4-HO-EPT, also known as 4-hydroxy-N-ethyl-N-propyltryptamine or as eprocin, is a psychedelic drug of the tryptamine family, which is structurally related to psilocin (4-HO-DMT). It was encountered as a novel designer drug in Japan by 2021.

==Use and effects==
4-HO-EPT was not included nor mentioned in Alexander Shulgin's book TiHKAL (Tryptamines I Have Known and Loved). Subsequently, however, an assumed prodrug of 4-HO-EPT, 4-AcO-EPT, has emerged as a novel designer drug, and has been said based on online anecdotal reports to have a dose of 20 to 30 mg orally.

==Pharmacology==
===Pharmacodynamics===

4-HO-EPT activities
| Target | Affinity (K_{i}, nM) |
| 5-HT_{1A} | 163 |
| 5-HT_{1B} | 1,097 |
| 5-HT_{1D} | 644 |
| 5-HT_{1E} | 591 |
| 5-HT_{2A} | 546 (K_{i}) 3.2 (EC_{50}Tooltip half-maximal effective concentration) 100% (E_{max}Tooltip maximal efficacy) |
| 5-HT_{2B} | 62 (K_{i}) 4.3 (EC_{50}) 89% (E_{max}) |
| 5-HT_{2C} | 1,272 (K_{i}) 129 (EC_{50}) 89% (E_{max}) |
| 5-HT_{5A} | 1,576 |
| 5-HT_{6} | 284 |
| 5-HT_{7} | 438 |
| α_{2A} | 2,073 |
| α_{2B}, α_{2C} | >10,000 |
| D_{2} | 3,010 |
| D_{3} | 985 |
| D_{4}, D_{5} | >10,000 |
| H_{1} | 406 |
| H_{2} | >10,000 |
| M_{4} | >10,000 |
| σ_{1} | 1,400 |
| σ_{2} | 1,773 |
| KORTooltip κ-Opioid receptor | >10,000 |
| NR2B | 5,947 |
| SERTTooltip Serotonin transporter | 1,257 |
| DATTooltip Dopamine transporter | >10,000 |
Notes: The smaller the value, the more avidly the drug interacts with the site.
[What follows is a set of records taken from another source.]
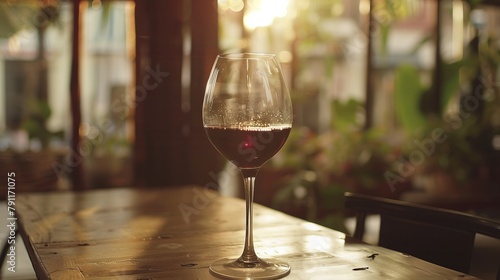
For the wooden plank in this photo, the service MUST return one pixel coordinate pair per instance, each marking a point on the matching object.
(142, 234)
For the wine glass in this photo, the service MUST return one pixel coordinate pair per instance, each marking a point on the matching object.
(247, 115)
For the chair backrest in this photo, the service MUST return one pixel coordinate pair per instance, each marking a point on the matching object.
(440, 236)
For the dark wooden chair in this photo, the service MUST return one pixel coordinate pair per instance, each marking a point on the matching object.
(440, 236)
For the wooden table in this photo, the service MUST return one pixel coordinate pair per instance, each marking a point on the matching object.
(176, 233)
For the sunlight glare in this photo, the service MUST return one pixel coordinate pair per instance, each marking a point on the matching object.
(263, 12)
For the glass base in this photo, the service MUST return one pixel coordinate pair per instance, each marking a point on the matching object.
(264, 269)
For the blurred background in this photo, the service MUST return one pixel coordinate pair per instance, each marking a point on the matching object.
(395, 98)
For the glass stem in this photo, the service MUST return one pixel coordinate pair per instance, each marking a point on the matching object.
(249, 255)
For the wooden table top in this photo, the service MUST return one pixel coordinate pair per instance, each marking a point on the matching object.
(177, 232)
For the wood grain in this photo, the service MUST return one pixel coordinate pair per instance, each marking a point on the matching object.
(142, 234)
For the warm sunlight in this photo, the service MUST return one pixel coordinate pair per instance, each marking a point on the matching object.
(263, 12)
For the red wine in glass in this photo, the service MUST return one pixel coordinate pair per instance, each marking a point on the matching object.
(248, 147)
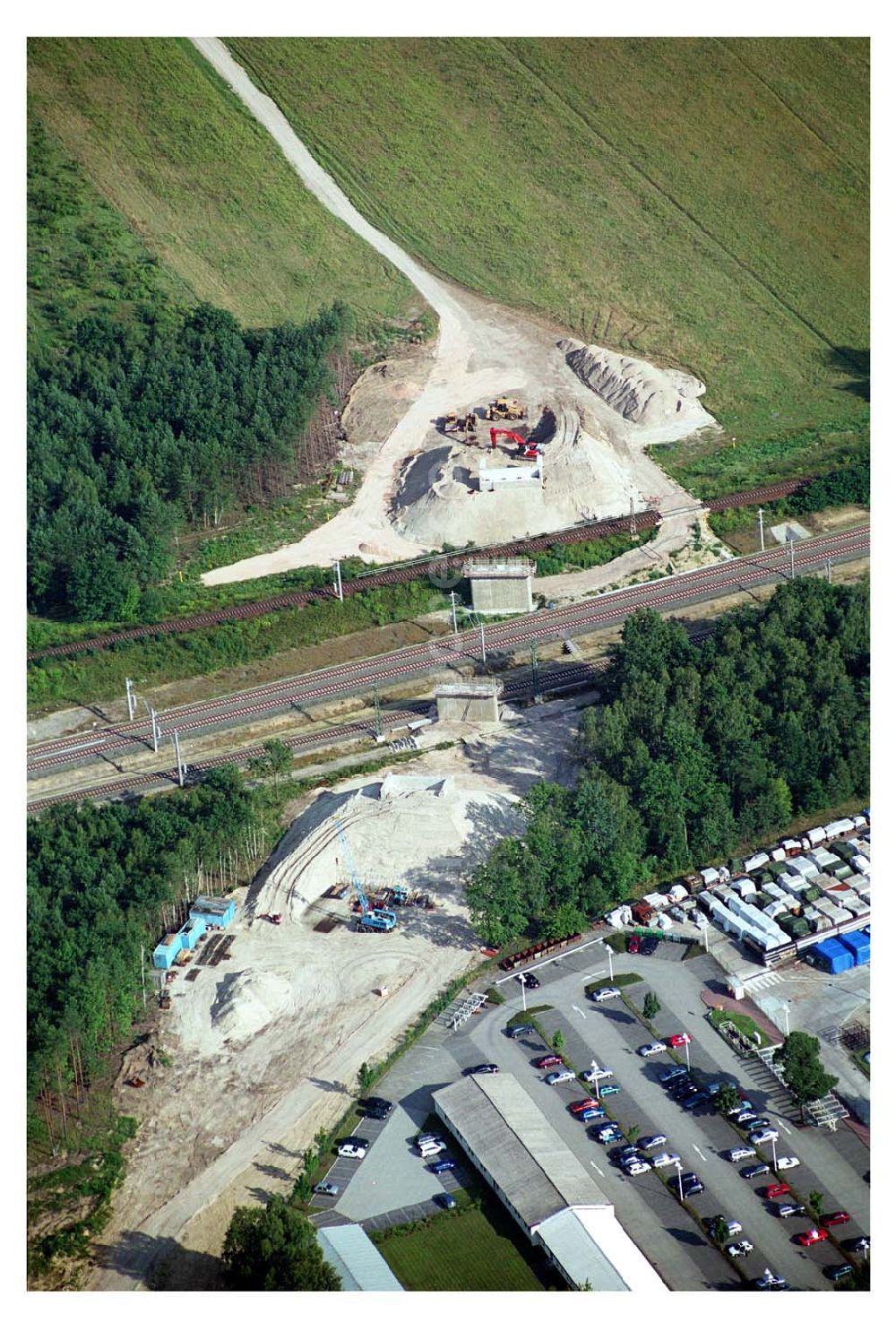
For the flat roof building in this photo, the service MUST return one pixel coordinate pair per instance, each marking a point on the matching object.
(542, 1184)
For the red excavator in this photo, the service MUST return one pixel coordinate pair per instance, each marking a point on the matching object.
(525, 449)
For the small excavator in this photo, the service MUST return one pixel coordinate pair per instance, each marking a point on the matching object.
(525, 449)
(506, 409)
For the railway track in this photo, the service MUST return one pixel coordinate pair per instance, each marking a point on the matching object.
(561, 678)
(409, 570)
(542, 626)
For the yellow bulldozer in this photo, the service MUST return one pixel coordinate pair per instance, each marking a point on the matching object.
(505, 408)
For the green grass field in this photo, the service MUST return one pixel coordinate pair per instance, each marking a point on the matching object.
(203, 186)
(703, 203)
(473, 1250)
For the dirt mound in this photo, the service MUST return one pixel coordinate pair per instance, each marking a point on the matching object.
(247, 1002)
(639, 391)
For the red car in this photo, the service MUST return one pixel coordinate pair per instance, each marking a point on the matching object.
(812, 1237)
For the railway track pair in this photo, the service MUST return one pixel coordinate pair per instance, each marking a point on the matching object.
(409, 570)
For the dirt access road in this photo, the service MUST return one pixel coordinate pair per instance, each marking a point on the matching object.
(483, 350)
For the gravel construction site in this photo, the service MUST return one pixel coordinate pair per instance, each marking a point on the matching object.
(264, 1047)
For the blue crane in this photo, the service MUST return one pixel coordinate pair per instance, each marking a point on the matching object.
(372, 919)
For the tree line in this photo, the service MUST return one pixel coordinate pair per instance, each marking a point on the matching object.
(135, 428)
(690, 752)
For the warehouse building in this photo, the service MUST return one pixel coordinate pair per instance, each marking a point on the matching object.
(356, 1258)
(542, 1184)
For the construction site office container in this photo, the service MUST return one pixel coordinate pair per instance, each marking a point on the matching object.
(832, 956)
(168, 950)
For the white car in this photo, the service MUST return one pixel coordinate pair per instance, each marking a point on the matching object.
(739, 1250)
(352, 1151)
(636, 1169)
(665, 1161)
(559, 1076)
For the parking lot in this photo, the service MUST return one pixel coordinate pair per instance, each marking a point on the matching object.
(392, 1176)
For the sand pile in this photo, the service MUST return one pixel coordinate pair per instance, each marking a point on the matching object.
(582, 478)
(639, 391)
(247, 1002)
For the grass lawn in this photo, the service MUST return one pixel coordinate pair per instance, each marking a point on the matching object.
(206, 189)
(699, 202)
(470, 1250)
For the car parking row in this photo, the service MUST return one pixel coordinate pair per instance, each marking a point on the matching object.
(703, 1130)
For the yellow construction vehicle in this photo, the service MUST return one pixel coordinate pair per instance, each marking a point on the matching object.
(505, 408)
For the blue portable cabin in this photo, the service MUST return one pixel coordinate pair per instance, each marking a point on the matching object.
(859, 944)
(832, 956)
(168, 950)
(194, 930)
(216, 913)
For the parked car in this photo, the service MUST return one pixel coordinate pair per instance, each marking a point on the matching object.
(672, 1073)
(814, 1236)
(664, 1159)
(695, 1100)
(771, 1282)
(348, 1150)
(773, 1191)
(592, 1113)
(559, 1076)
(739, 1250)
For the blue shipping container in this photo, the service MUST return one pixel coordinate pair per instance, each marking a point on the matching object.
(834, 956)
(859, 945)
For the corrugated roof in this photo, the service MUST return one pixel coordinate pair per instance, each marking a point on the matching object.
(357, 1259)
(517, 1145)
(593, 1248)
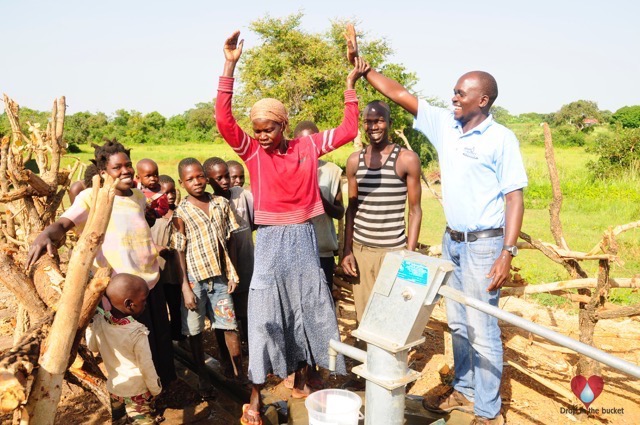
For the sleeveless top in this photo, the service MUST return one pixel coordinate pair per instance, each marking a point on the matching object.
(382, 197)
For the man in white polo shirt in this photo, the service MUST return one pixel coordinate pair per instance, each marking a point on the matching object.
(482, 178)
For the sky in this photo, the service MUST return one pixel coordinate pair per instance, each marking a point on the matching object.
(166, 56)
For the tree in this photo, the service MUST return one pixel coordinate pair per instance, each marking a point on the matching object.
(154, 120)
(307, 72)
(501, 114)
(627, 116)
(618, 152)
(575, 113)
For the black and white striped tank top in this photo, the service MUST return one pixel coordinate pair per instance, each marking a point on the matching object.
(382, 197)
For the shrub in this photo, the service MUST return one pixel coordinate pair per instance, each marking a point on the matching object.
(568, 136)
(627, 116)
(618, 153)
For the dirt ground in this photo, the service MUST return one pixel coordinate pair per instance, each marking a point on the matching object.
(525, 401)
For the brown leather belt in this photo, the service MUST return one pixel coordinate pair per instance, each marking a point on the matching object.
(474, 236)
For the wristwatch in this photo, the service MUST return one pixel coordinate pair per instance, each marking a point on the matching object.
(511, 249)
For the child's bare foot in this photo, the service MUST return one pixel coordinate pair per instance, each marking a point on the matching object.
(289, 381)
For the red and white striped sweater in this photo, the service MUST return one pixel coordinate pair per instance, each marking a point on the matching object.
(284, 186)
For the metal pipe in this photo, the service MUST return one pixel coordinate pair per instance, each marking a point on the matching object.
(385, 406)
(577, 346)
(336, 347)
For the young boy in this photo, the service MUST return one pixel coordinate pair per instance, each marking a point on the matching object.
(329, 181)
(148, 183)
(241, 242)
(236, 173)
(203, 225)
(132, 380)
(169, 276)
(127, 246)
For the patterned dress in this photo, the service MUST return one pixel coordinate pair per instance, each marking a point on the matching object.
(291, 313)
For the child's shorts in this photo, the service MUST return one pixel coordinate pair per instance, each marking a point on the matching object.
(212, 300)
(131, 410)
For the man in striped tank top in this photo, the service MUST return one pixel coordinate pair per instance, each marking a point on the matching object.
(381, 178)
(483, 177)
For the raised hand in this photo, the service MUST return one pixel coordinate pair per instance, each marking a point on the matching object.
(233, 48)
(360, 68)
(352, 43)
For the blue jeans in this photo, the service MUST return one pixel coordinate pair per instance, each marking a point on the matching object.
(477, 348)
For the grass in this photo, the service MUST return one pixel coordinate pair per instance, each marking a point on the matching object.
(589, 208)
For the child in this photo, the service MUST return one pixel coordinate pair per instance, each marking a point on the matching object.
(241, 241)
(203, 225)
(147, 176)
(169, 276)
(127, 246)
(80, 185)
(292, 317)
(132, 380)
(236, 173)
(329, 181)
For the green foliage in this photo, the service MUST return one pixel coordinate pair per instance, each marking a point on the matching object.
(618, 154)
(567, 135)
(627, 116)
(575, 113)
(531, 117)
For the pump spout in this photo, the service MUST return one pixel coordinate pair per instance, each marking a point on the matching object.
(336, 347)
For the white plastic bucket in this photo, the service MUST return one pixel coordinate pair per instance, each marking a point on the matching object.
(333, 407)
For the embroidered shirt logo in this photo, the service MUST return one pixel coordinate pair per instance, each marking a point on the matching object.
(470, 152)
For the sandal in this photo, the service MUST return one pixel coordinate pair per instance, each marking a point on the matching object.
(254, 416)
(289, 381)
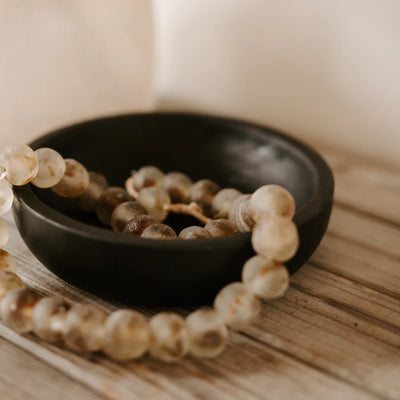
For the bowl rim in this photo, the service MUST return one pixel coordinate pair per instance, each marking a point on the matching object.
(320, 199)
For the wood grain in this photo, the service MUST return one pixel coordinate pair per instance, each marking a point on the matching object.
(335, 335)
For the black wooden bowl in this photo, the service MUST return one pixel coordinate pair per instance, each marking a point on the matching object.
(143, 271)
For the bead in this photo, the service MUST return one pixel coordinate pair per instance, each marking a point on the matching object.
(97, 185)
(240, 215)
(51, 168)
(75, 180)
(203, 192)
(153, 199)
(138, 224)
(8, 282)
(272, 200)
(275, 238)
(17, 307)
(236, 305)
(207, 333)
(6, 196)
(220, 227)
(108, 202)
(170, 339)
(223, 200)
(148, 176)
(265, 278)
(84, 327)
(126, 335)
(20, 163)
(7, 262)
(124, 212)
(159, 231)
(48, 318)
(3, 233)
(194, 232)
(178, 187)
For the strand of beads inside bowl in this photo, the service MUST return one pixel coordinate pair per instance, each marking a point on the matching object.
(126, 334)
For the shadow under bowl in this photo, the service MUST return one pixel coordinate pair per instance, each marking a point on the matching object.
(132, 270)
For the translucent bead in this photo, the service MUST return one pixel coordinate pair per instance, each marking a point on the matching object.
(51, 168)
(124, 212)
(272, 200)
(148, 176)
(6, 196)
(8, 282)
(239, 213)
(207, 333)
(75, 180)
(265, 278)
(97, 185)
(138, 224)
(17, 307)
(275, 238)
(223, 200)
(7, 262)
(20, 163)
(220, 227)
(48, 318)
(194, 232)
(203, 192)
(3, 233)
(170, 339)
(159, 231)
(236, 305)
(84, 328)
(153, 199)
(178, 187)
(126, 335)
(109, 200)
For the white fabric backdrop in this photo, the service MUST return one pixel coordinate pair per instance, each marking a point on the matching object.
(321, 69)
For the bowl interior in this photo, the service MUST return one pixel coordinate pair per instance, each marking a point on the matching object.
(205, 148)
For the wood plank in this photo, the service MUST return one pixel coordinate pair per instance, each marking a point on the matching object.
(246, 370)
(322, 341)
(23, 376)
(364, 184)
(360, 264)
(365, 231)
(365, 310)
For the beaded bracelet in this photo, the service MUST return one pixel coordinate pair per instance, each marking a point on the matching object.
(140, 209)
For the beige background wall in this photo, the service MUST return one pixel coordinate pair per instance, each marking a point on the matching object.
(328, 70)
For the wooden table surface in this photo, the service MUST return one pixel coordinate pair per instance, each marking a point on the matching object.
(335, 335)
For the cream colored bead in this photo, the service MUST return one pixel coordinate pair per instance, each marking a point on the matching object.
(148, 176)
(51, 168)
(237, 306)
(97, 185)
(3, 233)
(223, 200)
(239, 213)
(48, 318)
(20, 163)
(153, 199)
(9, 281)
(6, 196)
(272, 200)
(220, 227)
(126, 335)
(75, 180)
(7, 262)
(275, 238)
(17, 307)
(265, 278)
(84, 328)
(207, 333)
(170, 339)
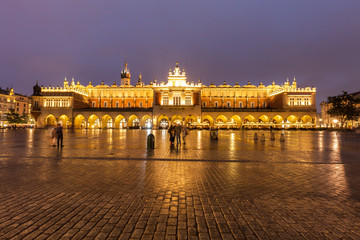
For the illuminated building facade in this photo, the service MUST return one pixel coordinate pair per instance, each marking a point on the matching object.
(13, 102)
(331, 122)
(159, 104)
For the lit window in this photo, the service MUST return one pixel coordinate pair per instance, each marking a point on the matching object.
(188, 100)
(291, 101)
(176, 100)
(165, 100)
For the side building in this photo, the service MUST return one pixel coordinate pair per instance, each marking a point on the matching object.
(331, 122)
(178, 100)
(13, 102)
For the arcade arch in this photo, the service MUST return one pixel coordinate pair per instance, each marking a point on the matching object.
(176, 119)
(221, 119)
(94, 121)
(120, 122)
(277, 119)
(249, 119)
(208, 119)
(163, 122)
(190, 119)
(292, 119)
(236, 119)
(264, 119)
(146, 122)
(106, 122)
(64, 121)
(134, 122)
(80, 121)
(306, 119)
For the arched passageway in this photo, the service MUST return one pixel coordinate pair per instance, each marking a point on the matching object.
(80, 121)
(64, 121)
(94, 122)
(106, 122)
(120, 122)
(50, 121)
(134, 122)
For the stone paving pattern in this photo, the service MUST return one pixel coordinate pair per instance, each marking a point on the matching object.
(306, 188)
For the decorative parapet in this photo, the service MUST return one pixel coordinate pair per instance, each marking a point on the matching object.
(69, 89)
(293, 90)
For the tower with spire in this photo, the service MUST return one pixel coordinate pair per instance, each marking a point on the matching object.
(125, 75)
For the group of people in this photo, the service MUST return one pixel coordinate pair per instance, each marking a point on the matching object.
(57, 134)
(175, 132)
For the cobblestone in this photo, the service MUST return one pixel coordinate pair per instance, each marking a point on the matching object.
(307, 189)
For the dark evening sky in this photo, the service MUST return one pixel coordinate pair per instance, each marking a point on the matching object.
(253, 40)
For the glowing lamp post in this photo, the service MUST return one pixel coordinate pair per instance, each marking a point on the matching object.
(335, 121)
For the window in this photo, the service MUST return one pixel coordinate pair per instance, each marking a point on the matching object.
(188, 100)
(165, 100)
(291, 101)
(176, 100)
(307, 101)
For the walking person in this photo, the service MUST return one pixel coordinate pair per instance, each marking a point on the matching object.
(184, 132)
(59, 135)
(171, 131)
(53, 136)
(178, 134)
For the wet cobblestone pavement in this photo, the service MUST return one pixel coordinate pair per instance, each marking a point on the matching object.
(107, 185)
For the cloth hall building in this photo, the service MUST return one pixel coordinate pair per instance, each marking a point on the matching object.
(178, 100)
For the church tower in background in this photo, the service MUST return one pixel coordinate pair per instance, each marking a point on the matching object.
(125, 75)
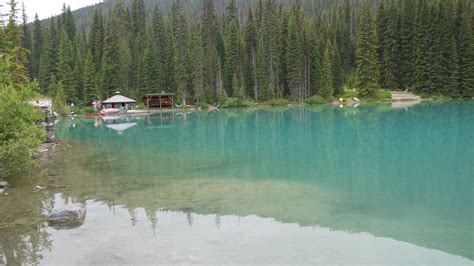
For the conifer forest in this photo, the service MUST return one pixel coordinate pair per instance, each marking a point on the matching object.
(266, 49)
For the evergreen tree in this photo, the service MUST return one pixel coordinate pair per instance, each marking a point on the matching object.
(337, 71)
(284, 55)
(317, 55)
(294, 56)
(96, 39)
(232, 46)
(49, 58)
(367, 65)
(137, 41)
(390, 48)
(423, 48)
(159, 32)
(66, 68)
(170, 73)
(26, 42)
(448, 65)
(15, 53)
(179, 27)
(210, 42)
(149, 70)
(250, 41)
(90, 79)
(267, 51)
(110, 77)
(466, 55)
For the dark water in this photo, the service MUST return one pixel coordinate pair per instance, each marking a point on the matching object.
(300, 185)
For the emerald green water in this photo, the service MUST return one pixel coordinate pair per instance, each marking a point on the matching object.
(366, 185)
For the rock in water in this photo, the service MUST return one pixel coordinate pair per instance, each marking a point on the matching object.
(67, 219)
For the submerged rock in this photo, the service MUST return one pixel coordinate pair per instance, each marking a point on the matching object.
(67, 219)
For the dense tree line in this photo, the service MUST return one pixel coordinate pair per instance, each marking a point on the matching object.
(19, 134)
(272, 50)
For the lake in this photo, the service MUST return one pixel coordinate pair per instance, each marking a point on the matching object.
(301, 185)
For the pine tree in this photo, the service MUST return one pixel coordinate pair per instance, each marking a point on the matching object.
(179, 28)
(367, 65)
(137, 41)
(96, 39)
(170, 73)
(267, 51)
(90, 79)
(16, 54)
(284, 55)
(327, 77)
(49, 58)
(466, 53)
(37, 46)
(337, 71)
(110, 77)
(317, 55)
(391, 49)
(161, 46)
(423, 48)
(26, 42)
(210, 37)
(407, 45)
(148, 81)
(66, 66)
(250, 40)
(448, 64)
(231, 48)
(294, 56)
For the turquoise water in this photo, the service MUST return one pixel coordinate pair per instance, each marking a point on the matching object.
(297, 185)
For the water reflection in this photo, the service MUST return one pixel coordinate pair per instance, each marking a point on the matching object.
(372, 171)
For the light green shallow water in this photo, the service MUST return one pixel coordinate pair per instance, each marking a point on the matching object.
(302, 185)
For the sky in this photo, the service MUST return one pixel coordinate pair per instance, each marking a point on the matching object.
(48, 8)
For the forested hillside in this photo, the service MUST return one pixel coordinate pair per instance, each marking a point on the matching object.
(261, 49)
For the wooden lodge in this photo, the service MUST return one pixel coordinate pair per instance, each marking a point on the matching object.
(159, 100)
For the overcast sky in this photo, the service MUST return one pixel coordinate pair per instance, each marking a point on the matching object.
(47, 8)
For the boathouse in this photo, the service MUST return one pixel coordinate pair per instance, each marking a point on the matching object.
(159, 100)
(118, 101)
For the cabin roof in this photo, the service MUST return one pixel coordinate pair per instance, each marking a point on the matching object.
(119, 99)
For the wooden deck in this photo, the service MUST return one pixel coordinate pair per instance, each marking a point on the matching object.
(404, 96)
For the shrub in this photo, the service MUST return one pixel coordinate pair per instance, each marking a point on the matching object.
(316, 100)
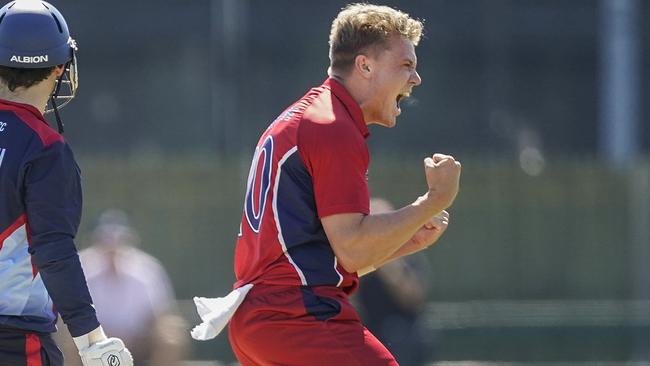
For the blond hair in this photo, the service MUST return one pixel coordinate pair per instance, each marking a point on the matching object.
(360, 28)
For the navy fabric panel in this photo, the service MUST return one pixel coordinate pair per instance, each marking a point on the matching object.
(301, 228)
(44, 182)
(13, 140)
(322, 308)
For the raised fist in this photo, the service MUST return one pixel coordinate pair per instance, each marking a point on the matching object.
(443, 177)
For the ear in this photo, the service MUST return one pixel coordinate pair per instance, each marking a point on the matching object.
(363, 65)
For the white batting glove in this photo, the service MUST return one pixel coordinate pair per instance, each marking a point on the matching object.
(95, 349)
(216, 312)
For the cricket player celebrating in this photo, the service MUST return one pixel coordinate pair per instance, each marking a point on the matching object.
(306, 232)
(40, 198)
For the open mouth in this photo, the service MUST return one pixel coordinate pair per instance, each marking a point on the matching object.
(399, 99)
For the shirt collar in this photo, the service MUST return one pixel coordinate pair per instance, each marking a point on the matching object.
(350, 104)
(33, 110)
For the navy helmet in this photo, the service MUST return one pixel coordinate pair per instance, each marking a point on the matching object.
(34, 34)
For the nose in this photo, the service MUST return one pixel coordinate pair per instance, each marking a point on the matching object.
(415, 79)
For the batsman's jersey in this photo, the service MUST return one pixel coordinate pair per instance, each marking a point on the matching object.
(311, 162)
(40, 209)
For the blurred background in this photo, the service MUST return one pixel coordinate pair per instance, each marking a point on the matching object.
(547, 258)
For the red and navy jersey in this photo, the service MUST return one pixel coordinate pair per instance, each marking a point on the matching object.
(311, 162)
(40, 210)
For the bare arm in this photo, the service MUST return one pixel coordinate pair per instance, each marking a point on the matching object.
(361, 241)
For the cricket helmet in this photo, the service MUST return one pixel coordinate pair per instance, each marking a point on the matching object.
(34, 34)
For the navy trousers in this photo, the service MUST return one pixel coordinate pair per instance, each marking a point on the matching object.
(28, 349)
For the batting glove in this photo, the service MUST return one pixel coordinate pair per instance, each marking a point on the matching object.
(216, 313)
(95, 349)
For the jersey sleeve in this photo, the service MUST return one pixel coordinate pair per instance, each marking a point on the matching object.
(53, 201)
(337, 158)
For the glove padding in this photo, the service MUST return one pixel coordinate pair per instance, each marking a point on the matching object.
(108, 352)
(216, 313)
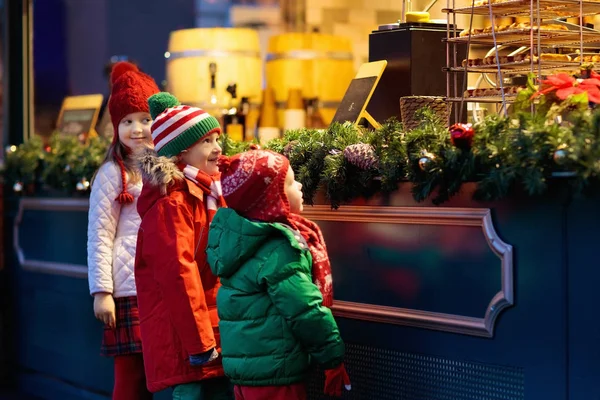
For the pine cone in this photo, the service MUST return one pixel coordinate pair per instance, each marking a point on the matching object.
(289, 147)
(361, 155)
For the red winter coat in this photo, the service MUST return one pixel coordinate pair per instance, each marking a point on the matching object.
(175, 287)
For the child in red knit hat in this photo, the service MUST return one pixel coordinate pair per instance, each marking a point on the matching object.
(276, 283)
(176, 288)
(113, 227)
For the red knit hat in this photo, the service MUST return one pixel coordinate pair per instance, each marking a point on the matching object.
(130, 91)
(253, 185)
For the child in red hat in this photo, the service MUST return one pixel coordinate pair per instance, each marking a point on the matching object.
(113, 227)
(276, 281)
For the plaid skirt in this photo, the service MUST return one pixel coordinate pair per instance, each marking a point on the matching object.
(126, 337)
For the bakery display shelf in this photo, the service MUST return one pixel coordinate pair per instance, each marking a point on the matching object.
(519, 67)
(482, 99)
(548, 8)
(523, 37)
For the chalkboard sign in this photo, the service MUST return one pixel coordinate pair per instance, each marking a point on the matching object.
(354, 103)
(76, 122)
(78, 116)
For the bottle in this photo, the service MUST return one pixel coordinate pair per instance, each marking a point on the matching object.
(212, 70)
(244, 110)
(268, 128)
(313, 116)
(294, 116)
(233, 120)
(212, 106)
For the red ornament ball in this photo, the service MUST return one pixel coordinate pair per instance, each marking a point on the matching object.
(461, 135)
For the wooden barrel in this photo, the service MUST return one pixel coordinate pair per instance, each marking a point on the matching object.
(320, 65)
(236, 53)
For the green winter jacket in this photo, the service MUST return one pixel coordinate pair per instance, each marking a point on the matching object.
(272, 322)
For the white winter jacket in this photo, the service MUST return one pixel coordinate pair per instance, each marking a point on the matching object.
(112, 234)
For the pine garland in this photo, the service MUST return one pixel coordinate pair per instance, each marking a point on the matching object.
(522, 151)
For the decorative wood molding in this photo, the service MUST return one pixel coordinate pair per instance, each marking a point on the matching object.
(48, 267)
(476, 217)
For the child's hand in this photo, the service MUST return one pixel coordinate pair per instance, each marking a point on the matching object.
(104, 309)
(334, 380)
(200, 359)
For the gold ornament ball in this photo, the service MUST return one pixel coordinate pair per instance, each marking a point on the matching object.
(424, 163)
(560, 156)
Sources:

4-HO-EPT is a potent full agonist of the serotonin 5-HT_{2A}, 5-HT_{2B}, and 5-HT_{2C} receptors. It has one to two orders of magnitude greater potency as a serotonin 5-HT_{2A} and 5-HT_{2B} receptor agonist than as a serotonin 5-HT_{2C} receptor agonist. The drug also shows affinity for other serotonin receptors, such as the serotonin 5-HT_{1A} and 5-HT_{6} receptors. 4-HO-EPT produces the head-twitch response, a behavioral proxy of psychedelic effects, in rodents.

===Pharmacokinetics===
The metabolism of 4-HO-EPT has been studied.

==Chemistry==
===Analogues===
Analogues of 4-HO-EPT include ethylpropyltryptamine (EPT), 5-MeO-EPT, 5-fluoro-EPT, 4-HO-MPT, 4-HO-PiPT, 4-HO-DET, and 4-HO-DPT, among others.

==Society and culture==
===Legal status===
====Canada====
4-HO-EPT is not a controlled substance in Canada as of 2025.

====United Kingdom====
4-HO-EPT is illegal in the United Kingdom as a result of the Psychoactive Substances Act of 2016.

====United States====
4-HO-EPT may be considered an analogue of psilocin, which is a Schedule I drug under the Controlled Substances Act. As such, the sale for human consumption would be illegal under the Federal Analogue Act.